Ci sono forti possibilità dell’arrivo di una tempesta geomagnetica. La massa coronale colpirà la Terra con particolari conseguenze.

Tempesta geomagnetica (AdobeStock)
Tempesta geomagnetica (AdobeStock)

Conosciamo bene come le condizioni climatiche si stiano modificando sempre più. Un fattore da non sottovalutare e che indica come la produzione umana stia incidendo in maniera molto importante sulla Terra. A questo proposito, varie zone del mondo hanno visto, e vedranno, abbattersi delle tempeste geomagnetiche.

Tutto è partito dalla macchia solare AR2882 che ha lanciato fuori la massa coronale (CME) verso il pianeta. Le CME dirette verso di noi formano un alone a 360 gradi attorno al sole. Queste hanno causato dei disagi geomagnetici. Gli esperti assicurano che le tempeste saranno lievi e moderate. In gergo tecnico, su una scala che arriva a G5, le tempeste saranno G1 o G2. Secondo gli esperti, il viaggio dovrebbe durare un paio di giorni. Iniziato il 9 ottobre, dovrebbe avvicinarsi all’atmosfera terrestre tra l’11 e il 12 ottobre.

In questo caso si potranno verificare delle interferenze alle comunicazioni radio e blackout momentanei. Ma c’è anche il rovescio della medaglia. I fortunati cittadini americani, qualora si verificasse una tempesta G2 moderatamente forte, potrebbero assistere alle aurore boreali. Queste potrebbero essere viste da sud fino a New York. Non è l’unico caso di tempeste geomagnetiche arrivate sulla Terra. Ci riferiamo ai disagi avvertiti nel subcontinente indiano, in cui si sono notati dei particolari effetti di propagazione alle frequenze inferiori a 25 MHz.

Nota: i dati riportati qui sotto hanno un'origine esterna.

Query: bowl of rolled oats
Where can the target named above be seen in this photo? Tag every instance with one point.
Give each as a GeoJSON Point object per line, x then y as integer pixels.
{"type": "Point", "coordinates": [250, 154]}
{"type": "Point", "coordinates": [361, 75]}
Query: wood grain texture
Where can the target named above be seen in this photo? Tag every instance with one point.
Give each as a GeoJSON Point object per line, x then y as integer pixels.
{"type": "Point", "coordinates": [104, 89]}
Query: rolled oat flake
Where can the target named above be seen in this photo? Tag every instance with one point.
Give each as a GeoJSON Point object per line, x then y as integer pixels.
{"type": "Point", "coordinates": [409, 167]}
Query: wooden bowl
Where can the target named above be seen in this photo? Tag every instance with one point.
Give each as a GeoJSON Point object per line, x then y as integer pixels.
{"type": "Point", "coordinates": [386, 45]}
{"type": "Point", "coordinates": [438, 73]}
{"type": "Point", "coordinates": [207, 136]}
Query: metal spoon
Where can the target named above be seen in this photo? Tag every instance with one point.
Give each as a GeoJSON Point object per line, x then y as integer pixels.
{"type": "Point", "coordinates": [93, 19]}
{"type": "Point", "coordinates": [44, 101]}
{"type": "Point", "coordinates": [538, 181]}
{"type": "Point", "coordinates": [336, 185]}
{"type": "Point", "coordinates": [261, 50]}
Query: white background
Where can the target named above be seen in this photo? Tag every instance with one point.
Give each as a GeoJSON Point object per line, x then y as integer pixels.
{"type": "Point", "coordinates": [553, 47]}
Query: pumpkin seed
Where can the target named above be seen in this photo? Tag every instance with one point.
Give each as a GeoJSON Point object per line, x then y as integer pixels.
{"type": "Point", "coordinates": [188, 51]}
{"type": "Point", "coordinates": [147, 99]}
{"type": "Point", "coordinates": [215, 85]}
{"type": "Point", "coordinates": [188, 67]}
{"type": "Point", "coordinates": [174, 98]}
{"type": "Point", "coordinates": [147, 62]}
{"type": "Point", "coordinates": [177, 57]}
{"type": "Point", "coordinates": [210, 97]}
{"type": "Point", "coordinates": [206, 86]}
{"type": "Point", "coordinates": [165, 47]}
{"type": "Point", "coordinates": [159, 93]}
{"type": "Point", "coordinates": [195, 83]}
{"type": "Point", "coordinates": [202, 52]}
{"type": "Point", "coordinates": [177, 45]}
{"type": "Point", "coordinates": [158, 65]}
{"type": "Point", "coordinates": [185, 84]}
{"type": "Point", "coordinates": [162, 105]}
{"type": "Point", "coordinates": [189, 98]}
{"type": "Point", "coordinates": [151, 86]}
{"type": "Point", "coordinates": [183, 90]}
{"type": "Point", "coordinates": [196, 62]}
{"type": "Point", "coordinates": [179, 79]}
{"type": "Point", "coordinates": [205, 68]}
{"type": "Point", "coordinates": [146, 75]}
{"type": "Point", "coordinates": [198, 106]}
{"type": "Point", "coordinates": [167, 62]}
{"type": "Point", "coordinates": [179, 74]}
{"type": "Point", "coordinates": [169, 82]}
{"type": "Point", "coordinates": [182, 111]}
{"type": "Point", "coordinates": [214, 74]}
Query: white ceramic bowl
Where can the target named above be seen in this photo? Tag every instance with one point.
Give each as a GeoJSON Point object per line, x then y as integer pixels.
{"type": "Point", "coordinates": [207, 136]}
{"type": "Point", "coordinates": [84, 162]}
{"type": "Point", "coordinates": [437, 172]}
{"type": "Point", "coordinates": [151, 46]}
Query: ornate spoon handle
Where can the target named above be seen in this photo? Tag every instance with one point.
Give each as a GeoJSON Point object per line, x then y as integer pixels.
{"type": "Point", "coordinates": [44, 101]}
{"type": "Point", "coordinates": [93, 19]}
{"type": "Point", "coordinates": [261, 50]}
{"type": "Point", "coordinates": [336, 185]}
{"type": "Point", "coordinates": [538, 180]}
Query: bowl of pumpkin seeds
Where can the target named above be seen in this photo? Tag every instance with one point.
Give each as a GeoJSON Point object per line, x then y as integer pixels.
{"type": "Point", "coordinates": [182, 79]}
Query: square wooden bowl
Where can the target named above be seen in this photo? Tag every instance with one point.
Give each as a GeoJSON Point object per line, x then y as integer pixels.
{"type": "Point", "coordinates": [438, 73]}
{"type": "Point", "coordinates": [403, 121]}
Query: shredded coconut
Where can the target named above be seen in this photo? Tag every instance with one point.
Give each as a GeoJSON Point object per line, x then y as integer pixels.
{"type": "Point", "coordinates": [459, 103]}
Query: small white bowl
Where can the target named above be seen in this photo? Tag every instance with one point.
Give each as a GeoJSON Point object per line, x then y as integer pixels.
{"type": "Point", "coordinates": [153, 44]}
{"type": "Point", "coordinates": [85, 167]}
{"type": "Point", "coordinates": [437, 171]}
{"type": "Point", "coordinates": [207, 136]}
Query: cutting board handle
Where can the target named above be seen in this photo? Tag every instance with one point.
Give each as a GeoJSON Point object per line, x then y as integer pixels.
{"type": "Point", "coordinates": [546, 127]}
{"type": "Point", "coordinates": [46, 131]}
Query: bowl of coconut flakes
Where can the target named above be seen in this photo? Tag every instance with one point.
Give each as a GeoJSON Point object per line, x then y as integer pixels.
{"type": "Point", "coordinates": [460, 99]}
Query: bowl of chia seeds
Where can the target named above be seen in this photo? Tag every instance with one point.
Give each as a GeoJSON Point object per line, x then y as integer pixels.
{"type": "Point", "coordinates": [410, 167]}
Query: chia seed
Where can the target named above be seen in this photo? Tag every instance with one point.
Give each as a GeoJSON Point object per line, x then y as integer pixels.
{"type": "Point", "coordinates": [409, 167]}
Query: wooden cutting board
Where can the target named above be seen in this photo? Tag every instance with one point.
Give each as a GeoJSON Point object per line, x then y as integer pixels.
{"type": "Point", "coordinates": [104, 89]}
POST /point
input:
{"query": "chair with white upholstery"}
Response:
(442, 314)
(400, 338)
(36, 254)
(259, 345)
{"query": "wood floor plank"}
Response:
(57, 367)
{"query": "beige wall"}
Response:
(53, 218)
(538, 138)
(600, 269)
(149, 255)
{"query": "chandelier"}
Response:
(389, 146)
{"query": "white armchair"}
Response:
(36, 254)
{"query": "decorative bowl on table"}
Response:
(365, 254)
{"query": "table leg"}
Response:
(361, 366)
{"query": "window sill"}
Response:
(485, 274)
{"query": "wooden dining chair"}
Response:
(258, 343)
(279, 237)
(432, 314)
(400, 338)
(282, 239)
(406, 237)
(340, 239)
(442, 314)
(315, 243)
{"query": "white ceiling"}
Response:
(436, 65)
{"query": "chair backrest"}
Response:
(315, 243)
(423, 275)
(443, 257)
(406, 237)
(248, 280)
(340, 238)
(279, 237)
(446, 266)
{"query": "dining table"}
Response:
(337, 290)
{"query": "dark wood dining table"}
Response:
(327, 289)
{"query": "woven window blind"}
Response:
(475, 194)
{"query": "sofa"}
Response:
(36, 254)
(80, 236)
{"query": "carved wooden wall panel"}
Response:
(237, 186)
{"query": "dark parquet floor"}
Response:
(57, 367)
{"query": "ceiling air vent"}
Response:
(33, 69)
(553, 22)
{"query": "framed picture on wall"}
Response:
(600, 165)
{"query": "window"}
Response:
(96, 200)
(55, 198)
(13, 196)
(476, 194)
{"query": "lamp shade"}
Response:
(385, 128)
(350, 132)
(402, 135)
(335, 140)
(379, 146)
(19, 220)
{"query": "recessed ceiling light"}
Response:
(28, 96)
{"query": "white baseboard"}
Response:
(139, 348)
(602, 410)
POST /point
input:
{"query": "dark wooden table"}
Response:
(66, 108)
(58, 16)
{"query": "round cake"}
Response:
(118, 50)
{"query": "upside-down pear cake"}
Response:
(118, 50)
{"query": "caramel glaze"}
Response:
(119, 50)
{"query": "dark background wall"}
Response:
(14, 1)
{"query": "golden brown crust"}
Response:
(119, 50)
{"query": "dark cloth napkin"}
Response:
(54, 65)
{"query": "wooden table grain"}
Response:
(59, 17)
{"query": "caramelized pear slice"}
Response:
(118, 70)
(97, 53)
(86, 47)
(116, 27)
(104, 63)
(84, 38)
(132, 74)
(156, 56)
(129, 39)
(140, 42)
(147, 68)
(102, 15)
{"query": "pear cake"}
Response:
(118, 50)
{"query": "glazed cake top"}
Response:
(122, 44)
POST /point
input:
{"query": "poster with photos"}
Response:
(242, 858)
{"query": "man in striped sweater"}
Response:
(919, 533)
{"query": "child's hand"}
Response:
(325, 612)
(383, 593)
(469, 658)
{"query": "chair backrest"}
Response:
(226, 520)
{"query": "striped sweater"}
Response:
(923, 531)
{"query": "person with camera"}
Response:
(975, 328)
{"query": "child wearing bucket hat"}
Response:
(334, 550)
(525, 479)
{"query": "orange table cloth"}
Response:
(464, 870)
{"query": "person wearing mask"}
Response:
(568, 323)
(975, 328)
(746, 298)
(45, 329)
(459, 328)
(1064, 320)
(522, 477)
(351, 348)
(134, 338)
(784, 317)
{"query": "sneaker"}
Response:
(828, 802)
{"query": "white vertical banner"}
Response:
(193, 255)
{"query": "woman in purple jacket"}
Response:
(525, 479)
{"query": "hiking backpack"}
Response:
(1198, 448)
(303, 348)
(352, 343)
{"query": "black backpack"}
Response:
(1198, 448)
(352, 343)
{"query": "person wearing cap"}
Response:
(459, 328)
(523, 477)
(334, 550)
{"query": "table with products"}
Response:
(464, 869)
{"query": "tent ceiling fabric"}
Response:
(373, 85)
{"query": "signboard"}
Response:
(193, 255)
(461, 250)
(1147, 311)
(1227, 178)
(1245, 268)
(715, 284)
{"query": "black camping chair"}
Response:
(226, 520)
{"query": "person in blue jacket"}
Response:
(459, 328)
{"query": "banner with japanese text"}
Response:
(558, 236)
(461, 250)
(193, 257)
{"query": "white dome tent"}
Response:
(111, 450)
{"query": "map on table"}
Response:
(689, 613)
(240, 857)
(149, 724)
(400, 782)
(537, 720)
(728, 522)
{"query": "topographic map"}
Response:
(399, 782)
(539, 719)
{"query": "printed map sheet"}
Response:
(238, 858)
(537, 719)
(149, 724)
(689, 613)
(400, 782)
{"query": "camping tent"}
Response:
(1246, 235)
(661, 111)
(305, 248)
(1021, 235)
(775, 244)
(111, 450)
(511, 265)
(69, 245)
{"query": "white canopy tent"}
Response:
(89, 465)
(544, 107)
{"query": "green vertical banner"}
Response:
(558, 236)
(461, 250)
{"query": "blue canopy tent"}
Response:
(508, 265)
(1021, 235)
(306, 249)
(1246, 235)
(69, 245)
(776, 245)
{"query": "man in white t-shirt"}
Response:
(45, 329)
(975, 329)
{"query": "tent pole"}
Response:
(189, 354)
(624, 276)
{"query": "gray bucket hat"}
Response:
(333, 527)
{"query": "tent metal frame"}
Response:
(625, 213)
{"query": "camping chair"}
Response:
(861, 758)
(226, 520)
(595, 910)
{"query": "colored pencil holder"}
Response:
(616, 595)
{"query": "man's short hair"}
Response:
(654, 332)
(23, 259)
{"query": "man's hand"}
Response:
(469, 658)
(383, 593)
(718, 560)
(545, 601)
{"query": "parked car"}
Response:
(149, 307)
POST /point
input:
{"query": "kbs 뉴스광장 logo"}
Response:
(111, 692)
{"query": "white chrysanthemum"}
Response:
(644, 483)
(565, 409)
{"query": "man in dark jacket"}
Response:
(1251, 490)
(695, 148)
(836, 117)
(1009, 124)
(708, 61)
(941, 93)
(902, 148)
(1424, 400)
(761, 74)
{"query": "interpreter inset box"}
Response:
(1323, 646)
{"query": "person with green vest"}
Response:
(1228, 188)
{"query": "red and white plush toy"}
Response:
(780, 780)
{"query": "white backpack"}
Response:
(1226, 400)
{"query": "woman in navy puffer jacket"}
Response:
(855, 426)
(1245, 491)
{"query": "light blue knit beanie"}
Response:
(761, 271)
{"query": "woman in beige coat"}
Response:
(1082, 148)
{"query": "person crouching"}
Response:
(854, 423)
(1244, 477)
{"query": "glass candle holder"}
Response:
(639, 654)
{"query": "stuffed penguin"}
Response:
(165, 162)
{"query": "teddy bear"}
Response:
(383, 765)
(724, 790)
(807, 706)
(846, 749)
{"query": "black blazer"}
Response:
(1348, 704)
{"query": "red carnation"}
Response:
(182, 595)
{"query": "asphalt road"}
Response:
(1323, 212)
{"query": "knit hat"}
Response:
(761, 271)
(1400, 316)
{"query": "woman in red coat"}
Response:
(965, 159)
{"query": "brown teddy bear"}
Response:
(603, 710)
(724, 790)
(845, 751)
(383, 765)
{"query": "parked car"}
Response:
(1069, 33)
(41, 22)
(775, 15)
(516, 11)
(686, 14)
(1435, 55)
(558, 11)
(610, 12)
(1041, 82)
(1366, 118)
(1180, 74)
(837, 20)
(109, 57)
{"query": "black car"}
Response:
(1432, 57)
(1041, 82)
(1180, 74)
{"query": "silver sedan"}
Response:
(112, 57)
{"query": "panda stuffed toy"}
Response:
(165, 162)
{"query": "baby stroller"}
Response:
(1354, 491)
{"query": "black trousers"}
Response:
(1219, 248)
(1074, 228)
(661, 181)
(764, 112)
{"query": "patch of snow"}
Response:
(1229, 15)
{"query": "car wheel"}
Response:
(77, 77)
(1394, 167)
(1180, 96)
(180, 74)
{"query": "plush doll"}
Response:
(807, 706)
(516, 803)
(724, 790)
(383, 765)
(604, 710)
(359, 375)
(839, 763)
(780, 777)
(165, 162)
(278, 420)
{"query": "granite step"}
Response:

Tempesta geomagnetica: l’evento di Carrington

Quanto detto, non dovrebbe avere un impatto troppo pesante sulla Terra. Questi casi non sono i primi e, certamente, non saranno gli ultimi. L’evento storico, che tutti gli esperti di questo settore ricordano, è quello che avvenne nel 1859 ed è conosciuto come l’evento di Carrington.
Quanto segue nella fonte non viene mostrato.